UpdateGateHSMM . The use of an indicator if the diagnosis activity has ended derived from the learned spatio-temporal representations (see the description in Section 5) led to a superior segmentation of the individual activities. We refer to the corresponding HSMM as the UpdateGateHSMM. Figure 3 shows the segmentation of the trajectories produced by the fitted UpdateGateHSMM. Compared to the SensorHSMM, it was more sensitive to the differences between the handle chips and position hysteroscope activities. Moreover, the model correctly recognized that all of the trajectories started with an initial diagnosis activity.

The superiority of the UpdateGateHSMM also becomes apparent when assessing the mean IoU of the segmentation with respect to the two labeled activities as shown in Table 1. Both the handle chips and diagnosis activities were better recognized by the UpdateGateHSMM compared to the SensorHSMM.

Comparing the segmentation by the UpdateGateHSMM to the manual annotations of the domain expert for the single completely annotated sequence further emphasizes the value of incorporating the information derived from our self-supervised learning approach. Figure 4 shows that the segmentation of the UpdateGateHSMM better matches the manual annotations than the one by the SensorHSMM.

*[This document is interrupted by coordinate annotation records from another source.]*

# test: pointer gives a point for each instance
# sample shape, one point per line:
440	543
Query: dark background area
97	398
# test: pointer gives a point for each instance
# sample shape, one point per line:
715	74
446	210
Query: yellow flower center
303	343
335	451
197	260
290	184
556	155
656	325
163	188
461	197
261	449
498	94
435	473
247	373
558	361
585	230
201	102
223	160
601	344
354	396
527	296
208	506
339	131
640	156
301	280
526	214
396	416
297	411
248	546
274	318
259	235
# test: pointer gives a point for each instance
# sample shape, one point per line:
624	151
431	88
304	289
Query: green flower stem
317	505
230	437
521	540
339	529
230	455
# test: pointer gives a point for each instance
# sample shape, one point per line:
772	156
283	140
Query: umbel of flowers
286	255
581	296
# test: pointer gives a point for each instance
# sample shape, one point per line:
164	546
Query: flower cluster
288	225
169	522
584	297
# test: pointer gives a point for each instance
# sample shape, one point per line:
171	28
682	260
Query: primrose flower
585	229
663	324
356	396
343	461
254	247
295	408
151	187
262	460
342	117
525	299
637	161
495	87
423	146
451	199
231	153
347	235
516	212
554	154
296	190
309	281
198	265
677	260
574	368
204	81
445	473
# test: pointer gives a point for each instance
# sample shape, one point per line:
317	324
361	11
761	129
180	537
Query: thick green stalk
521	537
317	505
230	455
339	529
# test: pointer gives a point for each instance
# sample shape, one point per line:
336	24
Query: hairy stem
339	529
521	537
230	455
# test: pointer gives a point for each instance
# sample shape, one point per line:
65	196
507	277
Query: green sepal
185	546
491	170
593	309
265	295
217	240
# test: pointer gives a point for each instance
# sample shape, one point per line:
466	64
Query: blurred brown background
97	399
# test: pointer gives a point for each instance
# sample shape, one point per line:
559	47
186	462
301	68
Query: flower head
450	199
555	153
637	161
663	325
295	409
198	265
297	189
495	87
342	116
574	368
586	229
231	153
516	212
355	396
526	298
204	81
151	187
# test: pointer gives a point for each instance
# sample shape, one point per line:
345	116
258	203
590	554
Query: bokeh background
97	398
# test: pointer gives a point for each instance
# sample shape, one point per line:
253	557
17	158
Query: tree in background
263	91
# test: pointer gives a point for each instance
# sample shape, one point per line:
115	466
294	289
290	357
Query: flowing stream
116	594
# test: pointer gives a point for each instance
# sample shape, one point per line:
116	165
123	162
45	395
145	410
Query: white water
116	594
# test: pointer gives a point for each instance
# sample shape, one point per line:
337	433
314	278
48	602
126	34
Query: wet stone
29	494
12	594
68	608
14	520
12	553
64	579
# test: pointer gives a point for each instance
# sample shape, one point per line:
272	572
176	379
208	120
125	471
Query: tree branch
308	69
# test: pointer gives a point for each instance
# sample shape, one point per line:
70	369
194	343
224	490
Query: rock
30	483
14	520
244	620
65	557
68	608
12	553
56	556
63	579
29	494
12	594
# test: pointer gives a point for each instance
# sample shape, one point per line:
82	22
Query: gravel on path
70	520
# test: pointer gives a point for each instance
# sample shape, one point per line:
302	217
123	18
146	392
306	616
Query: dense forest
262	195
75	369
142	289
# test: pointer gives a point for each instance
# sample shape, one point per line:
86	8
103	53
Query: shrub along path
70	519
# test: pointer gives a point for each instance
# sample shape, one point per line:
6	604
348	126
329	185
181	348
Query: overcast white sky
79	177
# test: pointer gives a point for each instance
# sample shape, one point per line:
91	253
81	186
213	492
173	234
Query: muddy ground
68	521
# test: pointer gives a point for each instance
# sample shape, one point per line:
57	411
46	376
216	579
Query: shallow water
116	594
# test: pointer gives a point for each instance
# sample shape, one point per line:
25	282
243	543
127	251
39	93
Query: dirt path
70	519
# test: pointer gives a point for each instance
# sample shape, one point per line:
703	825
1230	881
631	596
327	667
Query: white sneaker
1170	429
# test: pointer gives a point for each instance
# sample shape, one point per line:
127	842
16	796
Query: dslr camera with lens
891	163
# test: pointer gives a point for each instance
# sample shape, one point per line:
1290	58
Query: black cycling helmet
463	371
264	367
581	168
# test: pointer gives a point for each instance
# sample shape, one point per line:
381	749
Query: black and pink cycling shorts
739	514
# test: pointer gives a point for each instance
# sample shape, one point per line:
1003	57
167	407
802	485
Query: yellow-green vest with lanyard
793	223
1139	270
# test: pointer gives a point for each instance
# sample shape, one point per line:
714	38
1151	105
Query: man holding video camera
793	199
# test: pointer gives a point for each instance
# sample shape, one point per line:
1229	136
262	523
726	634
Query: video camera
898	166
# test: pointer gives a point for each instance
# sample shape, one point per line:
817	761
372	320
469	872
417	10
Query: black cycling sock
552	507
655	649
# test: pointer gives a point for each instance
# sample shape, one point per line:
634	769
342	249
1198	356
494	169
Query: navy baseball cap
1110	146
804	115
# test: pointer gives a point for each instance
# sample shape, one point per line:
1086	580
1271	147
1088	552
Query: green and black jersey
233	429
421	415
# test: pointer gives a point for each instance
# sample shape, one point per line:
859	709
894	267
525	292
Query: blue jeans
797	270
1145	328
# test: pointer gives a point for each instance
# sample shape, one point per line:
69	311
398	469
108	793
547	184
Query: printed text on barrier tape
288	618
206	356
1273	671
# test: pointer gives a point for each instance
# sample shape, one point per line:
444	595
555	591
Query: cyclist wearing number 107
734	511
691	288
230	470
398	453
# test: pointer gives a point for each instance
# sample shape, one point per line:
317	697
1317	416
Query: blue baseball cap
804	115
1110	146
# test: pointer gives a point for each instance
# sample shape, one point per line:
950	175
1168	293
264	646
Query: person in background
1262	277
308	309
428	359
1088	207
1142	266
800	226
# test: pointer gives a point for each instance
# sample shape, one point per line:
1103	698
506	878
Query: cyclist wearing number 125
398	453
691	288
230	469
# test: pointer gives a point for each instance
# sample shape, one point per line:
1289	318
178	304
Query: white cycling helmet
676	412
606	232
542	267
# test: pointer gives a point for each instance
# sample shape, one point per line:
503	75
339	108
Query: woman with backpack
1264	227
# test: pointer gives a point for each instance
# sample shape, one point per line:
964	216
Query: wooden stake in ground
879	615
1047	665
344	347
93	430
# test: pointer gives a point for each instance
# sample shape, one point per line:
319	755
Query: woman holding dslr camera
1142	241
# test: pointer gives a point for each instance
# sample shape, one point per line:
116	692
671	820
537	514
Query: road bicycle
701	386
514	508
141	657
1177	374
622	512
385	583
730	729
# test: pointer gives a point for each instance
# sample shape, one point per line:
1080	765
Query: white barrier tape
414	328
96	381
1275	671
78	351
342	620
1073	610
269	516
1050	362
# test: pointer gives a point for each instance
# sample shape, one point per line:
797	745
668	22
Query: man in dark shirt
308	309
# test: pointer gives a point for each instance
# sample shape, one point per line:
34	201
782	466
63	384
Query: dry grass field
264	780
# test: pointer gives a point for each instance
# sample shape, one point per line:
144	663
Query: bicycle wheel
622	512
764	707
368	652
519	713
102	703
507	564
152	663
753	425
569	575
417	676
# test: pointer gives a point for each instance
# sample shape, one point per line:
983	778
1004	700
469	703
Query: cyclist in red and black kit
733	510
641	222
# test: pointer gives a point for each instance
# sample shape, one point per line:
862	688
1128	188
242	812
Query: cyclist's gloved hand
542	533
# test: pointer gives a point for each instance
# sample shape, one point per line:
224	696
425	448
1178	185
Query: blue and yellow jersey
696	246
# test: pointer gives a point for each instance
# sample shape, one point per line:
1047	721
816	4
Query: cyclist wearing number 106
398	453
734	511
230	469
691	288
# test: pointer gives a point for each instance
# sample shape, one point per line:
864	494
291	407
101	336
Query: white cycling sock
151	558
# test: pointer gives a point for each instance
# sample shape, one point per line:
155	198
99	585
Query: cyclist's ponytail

The improved sensitivity of the UpdateGateHSMM with respect to the diagnosis activity compared to the SensorHSMM can be explained by the fact that the spatio-temporal representations capture a key indicator for the end of the diagnosis: the first extraction of the hysteroscope and thus its first appearance in the video. This indicator is also used by the domain expert during the manual segmentation and improves the separability of the diagnosis and position hysteroscope activities, for which the tool usage and hence, the sensor measurements are often very similar (as is the case for the clear view, coagulation and handle chips activities). The latter also explains, e.g., why both HSMM models fail to identify the final coagulation activity.


We introduced an approach for using spatio-temporal representations learned by training a deep encoder–decoder model on a pretext task as observables in a HSMM used for unsupervised surgical activity recognition. The experiments with our VRSHM data set show that the self-supervised representation learning could substantially improve the results of activity recognition. The high intersample variance, the small sample size and the lack of sufficient activity annotations of the used data set do not allow for more general statements. Despite these limitations, we believe that the results are an indication for the potential of self-supervised representation learning to enhance unsupervised activity recognition approaches in complex domains like medicine and healthcare in general.

To provide further evidence of the potential of such approaches, we believe that future work should focus on the use of larger data sets with more annotated sequences. This would enable a quantitative assessment of the benefit of self-supervised representation learning for unsupervised activity recognition. As mentioned before, obtaining such surgical data is often expensive. Thus, it is important that future work puts a stronger focus on unsupervised activity recognition approaches and rely on annotated data mainly for model validation purposes in complex domains. Our work provides the first study combining different data modalities in such a context and indicates the large potential of such multi-modal approaches. We hope that the research community will join us studying methods that reduce the dependency on manually labeled data in the context of the important task of surgical activity recognition.